Update your model definitions to add constructor functions. In that case, it allows you to pass the parameters to the object upon instantiation.
models.py
## Model classes
class Dataset(db.Model):
title = db.Column(db.String(120))
description = db.Column(db.Text())
dataset_id = db.Column(db.String(24), primary_key=True, unique=True)
#relationships
dataset_documentation = db.relationship('DataDocument', backref='dataset', lazy='dynamic')
keywords = db.relationship('Keyword', secondary=keywords, backref='dataset', lazy='dynamic')
def __init__(self, title=None, desc=None, dataset_id=None):
self.title = title
self.description = desc
self.dataset_id = dataset_id
def __str__(self):
return self.title
class Keyword(db.Model):
id = db.Column(db.Integer, primary_key=True)
keyword = db.Column(db.String(80))
def __init__(self, keyword=None):
self.keyword = keyword
def __str__(self):
return self.keyword
class DataDocument(db.Model):
id = db.Column(db.Integer, primary_key=True)
document = db.Column(db.String(120))
dataset_id = db.Column(db.String(24), db.ForeignKey('dataset.dataset_id'))
def __init__(self, document, dataset_id):
self.document = document
self.dataset_id = dataset_id
def __str__(self):
return self.document
No need to define the model classes again in the script.py. You can simply import the classes you want to use from the models.py. Then you can insert the data object with its related objects altogether into the database in this way:
script.py
import config #local config only
from sqlalchemy import create_engine
from sqlalchemy.orm import sessionmaker
from sqlalchemy.ext.declarative import declarative_base
from models import Dataset, DataDocument, Keyword
def loadSession(engine):
""""""
Session = sessionmaker(bind=engine)
session = Session()
return session
engine = create_engine(config.SQLALCHEMY_DATABASE_URI, echo=False)

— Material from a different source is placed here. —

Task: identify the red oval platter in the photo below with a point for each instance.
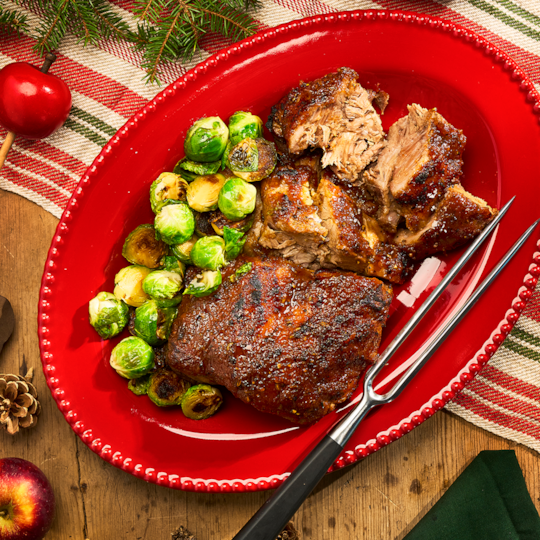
(415, 59)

Base = declarative_base(engine)
# load session
session = loadSession(engine)
data_upsert = Dataset(title="Some title", dataset_id="Uniq_ID-125", desc="lorem ipsum foo bar foo")

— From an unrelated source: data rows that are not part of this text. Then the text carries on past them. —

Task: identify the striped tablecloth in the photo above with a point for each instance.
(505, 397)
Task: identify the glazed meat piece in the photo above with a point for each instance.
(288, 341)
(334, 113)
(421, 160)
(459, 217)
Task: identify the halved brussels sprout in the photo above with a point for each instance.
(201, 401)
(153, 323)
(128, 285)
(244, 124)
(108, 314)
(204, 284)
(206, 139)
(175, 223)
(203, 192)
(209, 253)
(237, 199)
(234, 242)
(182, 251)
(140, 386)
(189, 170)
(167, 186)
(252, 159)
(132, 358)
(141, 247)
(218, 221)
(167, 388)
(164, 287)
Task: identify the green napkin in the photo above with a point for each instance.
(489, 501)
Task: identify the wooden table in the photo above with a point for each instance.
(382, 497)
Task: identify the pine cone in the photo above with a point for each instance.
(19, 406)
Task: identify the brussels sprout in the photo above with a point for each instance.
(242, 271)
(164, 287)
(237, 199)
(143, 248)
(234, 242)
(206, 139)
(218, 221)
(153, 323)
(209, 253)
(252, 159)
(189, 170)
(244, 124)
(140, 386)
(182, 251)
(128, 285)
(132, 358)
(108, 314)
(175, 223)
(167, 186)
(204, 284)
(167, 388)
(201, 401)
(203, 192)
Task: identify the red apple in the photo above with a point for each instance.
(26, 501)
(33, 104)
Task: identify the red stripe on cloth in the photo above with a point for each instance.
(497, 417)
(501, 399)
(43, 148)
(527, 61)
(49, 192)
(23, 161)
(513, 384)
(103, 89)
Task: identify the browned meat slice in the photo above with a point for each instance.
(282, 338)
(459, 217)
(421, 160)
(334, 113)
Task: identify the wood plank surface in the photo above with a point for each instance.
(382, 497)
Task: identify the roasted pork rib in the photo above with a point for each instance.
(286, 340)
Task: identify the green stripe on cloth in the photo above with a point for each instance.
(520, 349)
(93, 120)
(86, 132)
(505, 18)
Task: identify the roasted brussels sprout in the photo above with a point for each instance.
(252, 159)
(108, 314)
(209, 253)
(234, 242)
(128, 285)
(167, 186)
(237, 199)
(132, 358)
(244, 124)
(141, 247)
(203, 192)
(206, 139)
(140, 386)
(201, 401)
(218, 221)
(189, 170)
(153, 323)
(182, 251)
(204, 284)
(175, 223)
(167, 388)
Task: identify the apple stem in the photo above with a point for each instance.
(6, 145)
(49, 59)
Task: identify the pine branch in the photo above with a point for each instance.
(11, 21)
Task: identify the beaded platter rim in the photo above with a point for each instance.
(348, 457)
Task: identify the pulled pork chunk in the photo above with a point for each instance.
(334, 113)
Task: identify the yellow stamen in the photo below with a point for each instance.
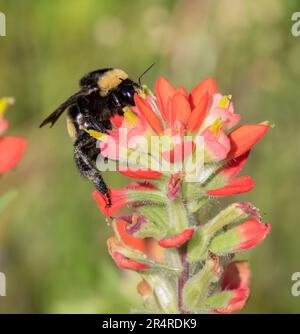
(216, 127)
(224, 102)
(130, 117)
(96, 134)
(4, 103)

# add related properties here
key1 = Keyword('test1')
key2 = Keyword('test2')
datadoc = DataDocument('path/to/document.txt', dataset_id="Uniq_ID-125")
# append the properties to the object
data_upsert.dataset_documentation.append(datadoc)
data_upsert.keywords.append(key1)
data_upsert.keywords.append(key2)
session.add(data_upsert)
session.commit()
I've tested the code locally and hope it works for you.